Die spitzbübische Haltung, man spreche sachlich, neutral und objektiv über da-vor-liegende Tatbestände ist ein seit jeher grassierender Verfallssog in der Sozialwissenschaft. Man versteht sich nicht als Sender, sondern als passiver Empfänger von Daten. Oder man übt sich ein sprachliches Etablissement zu reproduzieren, eine Sprache mit modrigem Geruch alteingessener Abgeschottetheit, die, für den, der sehen kann, ringsum an ihrem Welterschließungstrom gewaltige Scheuklappen mit sich führt und mit Schallisolierung nach unten hin abgesichert ist, damit ja nie eine Interferenz da herauf hallte. Dies ist zweifellos die elegantere Methode und gegenwärtig die übliche. Was die kosmopolitische scientific community erfasst, ist erfassbar, der Rest nicht. Und selbstredend, man erkennt anonyme, subjektlose Kräfte, Tendenzen und Bewegungen, Veränderungen wie sie analog der Astrophysiker in den entfernten Marsstürmen erkennt. So etabliert und erhält man, schlicht gesagt, einen herrschenden Diskurs. Ein Marx war, und herauf bis Marcuse waren es noch einige, in der Lage, die Sache in ihrer Grauenhaftigkeit zu bezeichnen, sie Rückzubeziehen zu einem verständlichen Begriff eines und jeden Menschen. Erniedrigung, Knechtung, Entfremdung duch Armut, Lohnarbeit und Niedertracht muss zuallerst zur Erniedrigungsdiagnose führen und nicht zur Armutsdiagnose, die dann nach Geschmack gewertschätzt wird oder auch nicht. Hier wird erniederigt, hier werden meinesgleichen Menschen gegängelt, zu Leid verdammt, gequält, ihnen wird Lebenszeit verdorben bis zum Erbrechen. Charakterlos, wer so tut, als wäre die Armutsdiagnose ein Tatbestand wie die Diagnose der herrschenden Jahreszeit. Diesem gefällt der Herbst, jener mehr die Armut. Ich bin so froh, es ist Sommer und ich bin im Schwimmbecken. Ich auch, es herrscht Armut und ich bin wohlhabend.

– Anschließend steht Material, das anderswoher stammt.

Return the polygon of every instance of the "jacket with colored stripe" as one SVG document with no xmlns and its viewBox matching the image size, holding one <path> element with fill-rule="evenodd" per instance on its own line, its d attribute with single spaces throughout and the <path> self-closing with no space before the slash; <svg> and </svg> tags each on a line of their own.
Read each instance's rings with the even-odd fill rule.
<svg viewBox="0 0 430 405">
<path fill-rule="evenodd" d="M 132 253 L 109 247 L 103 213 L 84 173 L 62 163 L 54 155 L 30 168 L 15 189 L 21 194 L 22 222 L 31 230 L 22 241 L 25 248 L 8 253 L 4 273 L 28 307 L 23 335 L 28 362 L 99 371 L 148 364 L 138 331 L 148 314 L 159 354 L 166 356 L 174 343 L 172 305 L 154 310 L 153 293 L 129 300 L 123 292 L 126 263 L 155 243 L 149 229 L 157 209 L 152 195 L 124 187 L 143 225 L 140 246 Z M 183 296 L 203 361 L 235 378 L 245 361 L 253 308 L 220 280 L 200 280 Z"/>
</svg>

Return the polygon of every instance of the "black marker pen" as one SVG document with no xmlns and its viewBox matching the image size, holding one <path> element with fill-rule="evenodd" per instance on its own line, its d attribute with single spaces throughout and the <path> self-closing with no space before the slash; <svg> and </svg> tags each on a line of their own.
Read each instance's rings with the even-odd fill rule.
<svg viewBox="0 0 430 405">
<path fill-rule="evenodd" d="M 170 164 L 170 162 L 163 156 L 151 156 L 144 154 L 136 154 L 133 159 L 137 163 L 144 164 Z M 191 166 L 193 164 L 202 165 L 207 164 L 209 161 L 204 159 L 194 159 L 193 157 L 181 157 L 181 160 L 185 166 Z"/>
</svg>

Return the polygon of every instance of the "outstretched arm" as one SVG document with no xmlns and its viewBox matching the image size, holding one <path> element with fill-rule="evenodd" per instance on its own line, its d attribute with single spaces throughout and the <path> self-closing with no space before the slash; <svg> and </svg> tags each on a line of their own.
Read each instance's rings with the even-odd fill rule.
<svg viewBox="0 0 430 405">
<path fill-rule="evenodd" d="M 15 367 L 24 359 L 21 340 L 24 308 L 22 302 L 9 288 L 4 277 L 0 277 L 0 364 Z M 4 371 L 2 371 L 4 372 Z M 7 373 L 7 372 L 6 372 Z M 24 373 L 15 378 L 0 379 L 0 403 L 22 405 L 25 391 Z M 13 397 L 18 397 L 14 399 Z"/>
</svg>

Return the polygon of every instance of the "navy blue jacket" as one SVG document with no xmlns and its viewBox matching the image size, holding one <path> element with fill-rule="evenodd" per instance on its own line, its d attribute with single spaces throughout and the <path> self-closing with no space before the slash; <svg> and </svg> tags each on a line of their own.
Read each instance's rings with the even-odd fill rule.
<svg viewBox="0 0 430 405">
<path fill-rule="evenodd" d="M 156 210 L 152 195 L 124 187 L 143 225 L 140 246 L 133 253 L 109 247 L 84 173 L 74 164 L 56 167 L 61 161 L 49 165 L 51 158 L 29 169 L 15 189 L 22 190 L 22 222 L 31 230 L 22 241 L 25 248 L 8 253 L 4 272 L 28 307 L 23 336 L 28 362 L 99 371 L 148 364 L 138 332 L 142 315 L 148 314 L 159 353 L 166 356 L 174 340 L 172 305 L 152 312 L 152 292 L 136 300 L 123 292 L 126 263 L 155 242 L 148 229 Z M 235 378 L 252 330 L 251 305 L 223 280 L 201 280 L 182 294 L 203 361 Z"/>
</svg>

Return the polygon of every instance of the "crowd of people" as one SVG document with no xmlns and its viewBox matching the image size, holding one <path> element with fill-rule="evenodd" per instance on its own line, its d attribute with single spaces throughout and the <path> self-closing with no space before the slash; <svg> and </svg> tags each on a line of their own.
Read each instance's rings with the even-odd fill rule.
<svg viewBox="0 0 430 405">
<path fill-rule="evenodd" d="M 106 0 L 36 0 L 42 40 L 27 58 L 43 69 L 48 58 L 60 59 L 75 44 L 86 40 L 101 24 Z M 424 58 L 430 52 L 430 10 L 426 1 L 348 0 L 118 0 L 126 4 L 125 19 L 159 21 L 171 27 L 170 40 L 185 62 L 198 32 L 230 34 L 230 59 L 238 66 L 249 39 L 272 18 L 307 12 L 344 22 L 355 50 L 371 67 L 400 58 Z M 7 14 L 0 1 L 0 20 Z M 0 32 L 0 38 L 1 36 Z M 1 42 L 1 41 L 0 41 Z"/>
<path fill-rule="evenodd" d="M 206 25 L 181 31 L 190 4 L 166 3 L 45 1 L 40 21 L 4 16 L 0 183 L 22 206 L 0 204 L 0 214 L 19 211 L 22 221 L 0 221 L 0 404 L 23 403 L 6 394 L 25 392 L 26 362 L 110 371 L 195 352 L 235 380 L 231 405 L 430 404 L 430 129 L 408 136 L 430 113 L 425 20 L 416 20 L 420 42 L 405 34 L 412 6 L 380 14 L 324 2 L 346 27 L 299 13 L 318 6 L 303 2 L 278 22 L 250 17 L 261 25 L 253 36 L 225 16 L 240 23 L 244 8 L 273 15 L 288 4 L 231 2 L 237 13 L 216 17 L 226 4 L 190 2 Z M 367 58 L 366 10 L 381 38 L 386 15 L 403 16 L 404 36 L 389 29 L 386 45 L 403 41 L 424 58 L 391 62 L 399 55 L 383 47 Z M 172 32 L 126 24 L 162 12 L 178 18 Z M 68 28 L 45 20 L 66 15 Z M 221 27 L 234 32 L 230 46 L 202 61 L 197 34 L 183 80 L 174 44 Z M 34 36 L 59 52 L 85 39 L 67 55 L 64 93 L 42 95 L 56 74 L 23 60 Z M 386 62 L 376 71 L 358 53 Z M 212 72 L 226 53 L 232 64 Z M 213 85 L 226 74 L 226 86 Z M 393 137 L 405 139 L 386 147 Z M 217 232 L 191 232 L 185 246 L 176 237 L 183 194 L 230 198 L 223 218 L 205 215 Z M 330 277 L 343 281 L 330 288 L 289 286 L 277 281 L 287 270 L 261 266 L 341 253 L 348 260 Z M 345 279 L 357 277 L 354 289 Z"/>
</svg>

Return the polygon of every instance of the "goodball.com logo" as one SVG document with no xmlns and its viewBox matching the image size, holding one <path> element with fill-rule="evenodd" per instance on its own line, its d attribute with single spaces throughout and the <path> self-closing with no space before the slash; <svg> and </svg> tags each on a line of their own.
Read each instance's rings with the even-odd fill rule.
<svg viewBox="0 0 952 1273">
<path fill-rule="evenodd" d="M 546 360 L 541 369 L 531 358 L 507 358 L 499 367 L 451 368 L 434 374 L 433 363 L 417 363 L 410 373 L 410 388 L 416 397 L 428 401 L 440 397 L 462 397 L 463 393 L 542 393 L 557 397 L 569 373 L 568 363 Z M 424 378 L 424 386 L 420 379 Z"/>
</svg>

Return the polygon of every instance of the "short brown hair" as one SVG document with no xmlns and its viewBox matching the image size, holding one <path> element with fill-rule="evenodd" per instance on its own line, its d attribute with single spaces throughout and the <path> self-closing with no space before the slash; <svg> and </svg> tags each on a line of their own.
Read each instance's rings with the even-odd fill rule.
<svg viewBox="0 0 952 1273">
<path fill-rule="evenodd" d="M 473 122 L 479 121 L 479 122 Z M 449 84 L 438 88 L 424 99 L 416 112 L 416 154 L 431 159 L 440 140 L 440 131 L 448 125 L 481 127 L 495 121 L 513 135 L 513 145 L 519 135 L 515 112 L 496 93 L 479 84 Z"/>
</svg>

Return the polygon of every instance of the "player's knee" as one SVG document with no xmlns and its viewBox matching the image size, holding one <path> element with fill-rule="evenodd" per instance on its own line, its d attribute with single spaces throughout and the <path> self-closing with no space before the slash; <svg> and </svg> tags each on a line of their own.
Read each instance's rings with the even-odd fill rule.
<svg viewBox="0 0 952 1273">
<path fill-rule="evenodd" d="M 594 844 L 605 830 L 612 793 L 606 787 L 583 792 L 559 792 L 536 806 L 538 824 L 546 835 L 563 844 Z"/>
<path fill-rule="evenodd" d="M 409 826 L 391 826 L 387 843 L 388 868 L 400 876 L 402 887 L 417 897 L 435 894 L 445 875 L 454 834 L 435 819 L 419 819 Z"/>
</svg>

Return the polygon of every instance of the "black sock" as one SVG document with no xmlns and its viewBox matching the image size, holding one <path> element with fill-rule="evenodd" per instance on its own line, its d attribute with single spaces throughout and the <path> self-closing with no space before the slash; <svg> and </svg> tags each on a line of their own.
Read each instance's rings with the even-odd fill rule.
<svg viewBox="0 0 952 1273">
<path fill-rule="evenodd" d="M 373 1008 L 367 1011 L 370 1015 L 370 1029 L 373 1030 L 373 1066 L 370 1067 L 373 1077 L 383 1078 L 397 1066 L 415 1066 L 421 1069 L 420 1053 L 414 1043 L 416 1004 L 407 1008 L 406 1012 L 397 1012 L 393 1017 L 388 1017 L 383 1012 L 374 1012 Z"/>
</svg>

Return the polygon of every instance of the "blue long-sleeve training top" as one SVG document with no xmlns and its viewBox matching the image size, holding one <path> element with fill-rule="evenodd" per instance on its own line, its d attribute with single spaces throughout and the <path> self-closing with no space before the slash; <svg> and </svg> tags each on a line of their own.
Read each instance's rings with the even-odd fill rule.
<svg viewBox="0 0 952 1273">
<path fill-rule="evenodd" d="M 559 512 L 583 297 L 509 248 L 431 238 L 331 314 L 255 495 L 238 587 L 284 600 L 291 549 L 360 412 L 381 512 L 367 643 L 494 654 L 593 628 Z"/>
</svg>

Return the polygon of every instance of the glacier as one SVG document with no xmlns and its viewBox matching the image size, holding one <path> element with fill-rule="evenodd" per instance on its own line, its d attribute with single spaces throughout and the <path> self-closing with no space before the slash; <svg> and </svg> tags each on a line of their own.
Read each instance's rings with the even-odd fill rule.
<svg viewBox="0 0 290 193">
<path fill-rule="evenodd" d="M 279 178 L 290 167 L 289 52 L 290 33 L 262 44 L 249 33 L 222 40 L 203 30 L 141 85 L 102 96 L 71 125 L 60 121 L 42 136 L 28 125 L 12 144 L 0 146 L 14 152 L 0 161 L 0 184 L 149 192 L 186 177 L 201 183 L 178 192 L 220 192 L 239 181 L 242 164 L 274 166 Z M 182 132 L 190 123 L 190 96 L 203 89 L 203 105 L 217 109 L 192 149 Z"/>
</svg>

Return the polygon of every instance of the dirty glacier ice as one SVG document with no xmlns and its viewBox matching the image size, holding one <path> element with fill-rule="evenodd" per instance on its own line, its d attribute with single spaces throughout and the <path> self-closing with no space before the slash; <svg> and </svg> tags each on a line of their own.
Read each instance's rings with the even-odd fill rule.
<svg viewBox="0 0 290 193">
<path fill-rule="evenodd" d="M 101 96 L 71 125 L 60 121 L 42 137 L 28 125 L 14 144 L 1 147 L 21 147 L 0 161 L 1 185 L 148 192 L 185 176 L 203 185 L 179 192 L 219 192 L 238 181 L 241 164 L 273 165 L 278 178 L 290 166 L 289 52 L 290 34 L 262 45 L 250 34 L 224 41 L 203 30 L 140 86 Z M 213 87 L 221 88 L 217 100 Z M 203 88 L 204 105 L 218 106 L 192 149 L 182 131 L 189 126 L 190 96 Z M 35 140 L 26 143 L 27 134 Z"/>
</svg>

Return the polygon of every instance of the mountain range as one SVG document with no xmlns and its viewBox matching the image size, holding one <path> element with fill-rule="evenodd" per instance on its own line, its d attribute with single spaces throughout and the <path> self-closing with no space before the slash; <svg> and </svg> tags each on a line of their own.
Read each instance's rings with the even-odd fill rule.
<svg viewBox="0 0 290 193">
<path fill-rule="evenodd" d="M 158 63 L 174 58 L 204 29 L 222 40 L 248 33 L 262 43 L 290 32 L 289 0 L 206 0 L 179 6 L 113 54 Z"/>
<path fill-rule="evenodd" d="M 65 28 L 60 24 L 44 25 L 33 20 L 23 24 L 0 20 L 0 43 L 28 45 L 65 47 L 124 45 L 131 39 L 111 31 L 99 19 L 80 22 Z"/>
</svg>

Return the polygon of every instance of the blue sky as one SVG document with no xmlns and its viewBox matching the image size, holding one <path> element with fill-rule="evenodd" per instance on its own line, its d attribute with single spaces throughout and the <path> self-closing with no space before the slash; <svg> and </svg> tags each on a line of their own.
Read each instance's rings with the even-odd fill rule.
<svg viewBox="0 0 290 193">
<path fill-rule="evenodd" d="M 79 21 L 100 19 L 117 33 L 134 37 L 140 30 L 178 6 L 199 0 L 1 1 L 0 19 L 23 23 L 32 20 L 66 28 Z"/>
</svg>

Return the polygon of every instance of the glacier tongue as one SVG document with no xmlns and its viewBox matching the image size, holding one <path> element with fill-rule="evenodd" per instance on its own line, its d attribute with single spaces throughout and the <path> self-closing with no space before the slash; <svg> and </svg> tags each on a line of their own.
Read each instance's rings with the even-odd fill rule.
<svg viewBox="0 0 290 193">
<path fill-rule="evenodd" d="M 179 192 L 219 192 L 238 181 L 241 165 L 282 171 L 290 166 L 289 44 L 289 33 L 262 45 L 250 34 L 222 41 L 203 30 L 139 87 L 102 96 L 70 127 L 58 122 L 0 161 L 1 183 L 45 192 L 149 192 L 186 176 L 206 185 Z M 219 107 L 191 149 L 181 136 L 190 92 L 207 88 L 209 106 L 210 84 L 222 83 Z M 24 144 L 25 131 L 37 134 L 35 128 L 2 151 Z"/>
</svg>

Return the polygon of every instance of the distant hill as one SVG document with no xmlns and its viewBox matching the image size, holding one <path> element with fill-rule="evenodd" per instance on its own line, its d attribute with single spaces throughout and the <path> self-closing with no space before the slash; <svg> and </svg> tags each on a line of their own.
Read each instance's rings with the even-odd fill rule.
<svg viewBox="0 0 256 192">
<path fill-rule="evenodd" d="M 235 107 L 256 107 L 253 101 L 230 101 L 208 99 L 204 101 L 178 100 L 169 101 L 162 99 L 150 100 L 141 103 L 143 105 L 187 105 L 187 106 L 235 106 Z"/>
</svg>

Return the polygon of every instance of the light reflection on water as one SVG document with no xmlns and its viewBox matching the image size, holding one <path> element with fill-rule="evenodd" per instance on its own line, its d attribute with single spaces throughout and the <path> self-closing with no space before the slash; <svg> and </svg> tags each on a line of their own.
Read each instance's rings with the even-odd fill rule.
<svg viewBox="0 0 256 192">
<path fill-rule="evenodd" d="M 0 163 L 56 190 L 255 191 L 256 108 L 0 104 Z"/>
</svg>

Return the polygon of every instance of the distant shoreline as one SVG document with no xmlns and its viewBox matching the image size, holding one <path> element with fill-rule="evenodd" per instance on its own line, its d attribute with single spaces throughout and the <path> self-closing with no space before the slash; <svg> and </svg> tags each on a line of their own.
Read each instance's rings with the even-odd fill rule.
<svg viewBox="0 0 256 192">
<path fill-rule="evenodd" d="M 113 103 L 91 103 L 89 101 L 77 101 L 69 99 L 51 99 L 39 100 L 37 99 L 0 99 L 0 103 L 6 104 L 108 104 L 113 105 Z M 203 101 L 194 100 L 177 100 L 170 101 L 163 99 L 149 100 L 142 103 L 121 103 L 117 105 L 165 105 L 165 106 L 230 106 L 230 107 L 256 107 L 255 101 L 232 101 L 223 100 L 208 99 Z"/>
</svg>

In der allgemeinen akademischen Stiefelleckerei wird man mancherorts nachdenklich darüber, ob nun Armut denn überhaupt schlecht sei. Man weiß es nicht genau. Es gäbe neueste Erkenntnisse, die Zweifel anmeldeten. Etwas positives wird es auch hieran geben. Man kann es nicht so sagen. Man ist doch im 'Nur'-Modus und doch tut man schon viel mehr, als man denkt. Man verhindert die Eigenversprachlichung mit und verschweigt diese Verhinderung, man verschweigt die Fremdversprachlichung, man verschweigt die Falschversprachlichung, man verschweigt deren Umbennnung in wahre Sprache, man verschweigt die selektive Wahl an den Nichtartikulierern entlang der eigenen Versprachlichungspräferenz, man nimmt sie, wie man sie braucht, man verschweigt überhaupt die Hälfte.